Up to now there have been many studies on the morphology and the components of the SEI, always trying to add the next piece in solving the puzzle of this interphase. But the main issues with the analysis of this interphase remain. The fact that the SEI changes over the quantity and parameters of performed cycles by the cell and its low thickness, which is in the lower nanometre scale results in low abundances of compounds. In total this makes it even harder to perform studies on elucidating the componential chemical structures.
To allow state-of-the-art studies performing structure elucidation on SEI-derived components, it is necessary to have a method to accumulate those compounds in the first place.
Herein we want to introduce a method for the accumulation of SEI-derived species in a lithium metal system using standard carbonate-based electrolytes with and without 5% VC and their analytical results.
Our method is based on the fact, that the primary SEI is spontaneously developed, whenever bare lithium is in contact with the electrolyte.

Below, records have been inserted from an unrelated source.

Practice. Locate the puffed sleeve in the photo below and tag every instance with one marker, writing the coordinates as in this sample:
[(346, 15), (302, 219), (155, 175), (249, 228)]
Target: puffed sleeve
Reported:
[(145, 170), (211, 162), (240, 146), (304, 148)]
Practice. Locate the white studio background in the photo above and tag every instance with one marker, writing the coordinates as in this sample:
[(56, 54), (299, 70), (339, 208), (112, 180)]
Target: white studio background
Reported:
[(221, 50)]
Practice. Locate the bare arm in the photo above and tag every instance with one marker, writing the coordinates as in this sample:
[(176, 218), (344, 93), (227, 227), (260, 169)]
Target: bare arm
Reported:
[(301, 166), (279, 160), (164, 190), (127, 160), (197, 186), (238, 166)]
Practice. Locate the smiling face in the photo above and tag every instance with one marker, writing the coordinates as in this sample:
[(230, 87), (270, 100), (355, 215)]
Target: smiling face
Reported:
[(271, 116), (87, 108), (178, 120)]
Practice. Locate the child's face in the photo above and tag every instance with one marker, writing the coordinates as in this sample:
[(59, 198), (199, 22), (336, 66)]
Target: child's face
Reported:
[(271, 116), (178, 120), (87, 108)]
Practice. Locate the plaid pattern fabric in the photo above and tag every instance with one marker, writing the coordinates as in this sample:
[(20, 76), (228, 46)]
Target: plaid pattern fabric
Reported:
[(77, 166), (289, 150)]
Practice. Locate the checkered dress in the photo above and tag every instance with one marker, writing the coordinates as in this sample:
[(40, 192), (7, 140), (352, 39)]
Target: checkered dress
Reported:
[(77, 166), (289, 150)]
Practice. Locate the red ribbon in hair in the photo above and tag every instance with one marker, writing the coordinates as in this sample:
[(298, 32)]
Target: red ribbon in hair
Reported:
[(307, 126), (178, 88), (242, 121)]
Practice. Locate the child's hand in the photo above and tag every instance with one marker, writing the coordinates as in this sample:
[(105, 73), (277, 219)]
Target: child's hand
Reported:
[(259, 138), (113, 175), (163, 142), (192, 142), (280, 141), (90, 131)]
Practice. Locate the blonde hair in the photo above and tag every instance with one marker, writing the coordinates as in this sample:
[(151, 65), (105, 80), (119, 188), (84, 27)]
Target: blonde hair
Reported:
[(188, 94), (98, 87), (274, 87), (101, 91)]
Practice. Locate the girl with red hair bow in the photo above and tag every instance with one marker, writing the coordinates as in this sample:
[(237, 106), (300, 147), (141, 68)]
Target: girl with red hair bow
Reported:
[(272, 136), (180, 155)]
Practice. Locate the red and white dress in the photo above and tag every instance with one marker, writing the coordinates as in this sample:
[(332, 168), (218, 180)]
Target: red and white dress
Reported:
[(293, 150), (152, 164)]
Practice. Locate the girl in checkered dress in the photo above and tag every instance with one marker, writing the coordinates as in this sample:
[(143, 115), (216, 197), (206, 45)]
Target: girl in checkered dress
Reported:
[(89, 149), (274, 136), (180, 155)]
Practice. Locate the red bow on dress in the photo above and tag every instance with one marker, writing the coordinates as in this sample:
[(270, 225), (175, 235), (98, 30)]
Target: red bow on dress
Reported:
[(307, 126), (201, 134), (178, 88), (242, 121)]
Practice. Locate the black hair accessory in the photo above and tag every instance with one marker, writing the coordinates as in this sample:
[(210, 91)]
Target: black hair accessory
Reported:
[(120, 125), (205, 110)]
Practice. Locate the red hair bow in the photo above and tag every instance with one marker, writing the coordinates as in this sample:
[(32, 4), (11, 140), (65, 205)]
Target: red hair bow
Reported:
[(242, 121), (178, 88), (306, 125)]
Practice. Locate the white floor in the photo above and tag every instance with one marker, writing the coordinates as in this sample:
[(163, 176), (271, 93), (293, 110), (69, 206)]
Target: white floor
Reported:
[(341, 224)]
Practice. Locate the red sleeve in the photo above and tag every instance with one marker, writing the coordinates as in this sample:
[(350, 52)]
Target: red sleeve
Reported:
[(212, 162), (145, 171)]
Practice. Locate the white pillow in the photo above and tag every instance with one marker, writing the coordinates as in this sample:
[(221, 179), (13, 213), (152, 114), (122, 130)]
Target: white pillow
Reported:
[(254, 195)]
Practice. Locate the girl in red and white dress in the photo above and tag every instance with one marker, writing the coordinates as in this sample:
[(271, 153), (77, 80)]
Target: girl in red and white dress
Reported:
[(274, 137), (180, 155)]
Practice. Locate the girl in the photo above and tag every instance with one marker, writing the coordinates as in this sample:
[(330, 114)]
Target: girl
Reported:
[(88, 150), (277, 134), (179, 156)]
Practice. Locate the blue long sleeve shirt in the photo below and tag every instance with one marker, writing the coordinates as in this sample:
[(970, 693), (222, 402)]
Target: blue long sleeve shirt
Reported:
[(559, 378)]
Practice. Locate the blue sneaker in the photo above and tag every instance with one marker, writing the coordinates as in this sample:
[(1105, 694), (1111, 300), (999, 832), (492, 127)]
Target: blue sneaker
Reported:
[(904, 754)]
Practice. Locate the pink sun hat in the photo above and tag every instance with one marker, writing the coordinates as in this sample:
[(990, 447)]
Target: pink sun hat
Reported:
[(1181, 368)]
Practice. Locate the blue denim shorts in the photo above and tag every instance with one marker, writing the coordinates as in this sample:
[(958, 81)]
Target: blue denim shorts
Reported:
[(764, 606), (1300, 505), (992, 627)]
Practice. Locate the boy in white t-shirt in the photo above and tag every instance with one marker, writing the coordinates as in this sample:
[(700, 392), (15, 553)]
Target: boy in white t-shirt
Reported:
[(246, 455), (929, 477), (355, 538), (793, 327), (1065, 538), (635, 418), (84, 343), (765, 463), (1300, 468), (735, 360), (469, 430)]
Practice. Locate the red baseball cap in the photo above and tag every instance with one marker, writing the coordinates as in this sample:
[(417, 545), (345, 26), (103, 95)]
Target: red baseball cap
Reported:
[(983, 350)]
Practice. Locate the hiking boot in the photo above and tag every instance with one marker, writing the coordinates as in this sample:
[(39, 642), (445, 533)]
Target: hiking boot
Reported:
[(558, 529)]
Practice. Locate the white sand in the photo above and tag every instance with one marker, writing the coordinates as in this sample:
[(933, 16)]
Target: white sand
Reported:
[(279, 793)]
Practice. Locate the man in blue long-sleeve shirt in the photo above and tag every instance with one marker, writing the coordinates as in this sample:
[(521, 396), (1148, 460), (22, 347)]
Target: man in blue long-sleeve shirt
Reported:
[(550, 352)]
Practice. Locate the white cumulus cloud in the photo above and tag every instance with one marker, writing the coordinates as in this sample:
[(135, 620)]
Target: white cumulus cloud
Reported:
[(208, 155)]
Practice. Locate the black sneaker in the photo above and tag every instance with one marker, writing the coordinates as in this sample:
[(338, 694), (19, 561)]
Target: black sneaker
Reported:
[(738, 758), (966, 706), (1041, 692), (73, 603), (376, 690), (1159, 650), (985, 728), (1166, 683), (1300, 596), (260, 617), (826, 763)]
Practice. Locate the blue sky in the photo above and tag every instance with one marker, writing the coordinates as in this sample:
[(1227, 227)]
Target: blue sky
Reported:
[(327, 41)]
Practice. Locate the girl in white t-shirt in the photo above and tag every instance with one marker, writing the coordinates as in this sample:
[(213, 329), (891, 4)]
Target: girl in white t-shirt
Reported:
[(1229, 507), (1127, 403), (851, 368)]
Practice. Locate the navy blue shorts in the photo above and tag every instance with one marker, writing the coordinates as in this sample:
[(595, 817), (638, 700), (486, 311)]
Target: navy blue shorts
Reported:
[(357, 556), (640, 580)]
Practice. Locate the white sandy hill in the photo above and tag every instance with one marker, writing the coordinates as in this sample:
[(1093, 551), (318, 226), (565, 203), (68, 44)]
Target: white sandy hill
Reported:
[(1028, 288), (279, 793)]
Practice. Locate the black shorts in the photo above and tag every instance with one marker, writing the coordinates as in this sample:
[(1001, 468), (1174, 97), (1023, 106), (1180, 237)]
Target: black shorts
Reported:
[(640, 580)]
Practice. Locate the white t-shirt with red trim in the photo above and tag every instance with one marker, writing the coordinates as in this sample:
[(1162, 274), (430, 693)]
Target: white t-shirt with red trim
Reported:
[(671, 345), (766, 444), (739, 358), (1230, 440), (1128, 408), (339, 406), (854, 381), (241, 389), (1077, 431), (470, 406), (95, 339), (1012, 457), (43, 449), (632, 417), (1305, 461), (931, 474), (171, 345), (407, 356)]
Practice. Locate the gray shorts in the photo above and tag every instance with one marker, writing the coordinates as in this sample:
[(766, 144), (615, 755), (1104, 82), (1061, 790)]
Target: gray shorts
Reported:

We use this characteristic to our benefit and physically destroy this layer repeatedly to accumulate the formed compounds in the liquid and gaseous phase.
In practice we follow a workflow, in which we prepare the sample, treat it for a certain amount of time, followed by a specific resting phase and the subsequent quantitative gas analysis via two gas-chromatographic methods and the qualitative analysis of the electrolyte via HPLC-IT-TOF, SPME-GC-MS and liquid NMR.
The qualitative results reveal several differences between the two electrolytes concerning their absolute and relative gas volumes that are formed due to primary SEI growth.
The quantitative results demonstrate the wide variety of compounds that are formed during the interphase development but also show how much of an impact the additive VC has on the process.
In summary the novel sample preparation in combination with the applied analytical methods allows to sharply raise the detectability of several compounds, as well as gather repeatable and reliable results for SEI-growth studies. In addition, this method is applicable for all liquid electrolytes in combination with lithium metal. Following this course, it is possible to elucidate and work further on the network of chemical reactions building the primary SEI.